Member of Parliament for Sirajganj-6
- In office 29 January 2014 – 2 September 2021
- Preceded by: Choyon Islam
- Succeeded by: Merina Jahan Kabita

Member of Parliament for Sirajganj-7
- In office 14 July 1996 – 1998
- Preceded by: Kamruddin Ahia Khan Majlish
- Succeeded by: Choyon Islam

Deputy Minister of Industry
- In office 1998–2001

Personal details
- Born: 16 May 1954 Sirajganj, East Bengal, Pakistan
- Died: 2 September 2021 (aged 67) Istanbul, Turkey
- Cause of death: COVID-19
- Party: Bangladesh Nationalist Party; Bangladesh Awami League;

= Hashibur Rahman Swapon =

Bangladeshi politician (1954–2021)

Hashibur Rahman Swapon (16 May 1954 – 2 September 2021) was a Bangladesh Awami League politician who served as Jatiya Sangsad member from the Sirajganj-6 and Sirajganj-7 constituencies.
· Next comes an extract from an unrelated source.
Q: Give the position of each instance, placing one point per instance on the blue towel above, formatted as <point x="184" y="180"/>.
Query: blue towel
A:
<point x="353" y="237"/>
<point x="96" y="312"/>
==Early life and education==
Swapon was born on 16 June 1954, in Dwariyapur in Shahjadpur upazila of Sirajganj district. Swapon had studied up to H.S.C. or grade 12.

==Career==
Swapon was first elected to Jatiya Sangsad as a member of the Bangladesh Nationalist Party representing the now-defunct Sirajganj-7 constituency. He lost the position when he switched to Awami League party in 1998.

Swapon was later elected to the parliament from Sirajganj-6 on 5 January 2014 as an Awami League candidate. He was a member of the Parliamentary Standing Committee on Food Ministry.

== Death ==
Swapon died from COVID-19 at a hospital in Turkey on 2 September 2021.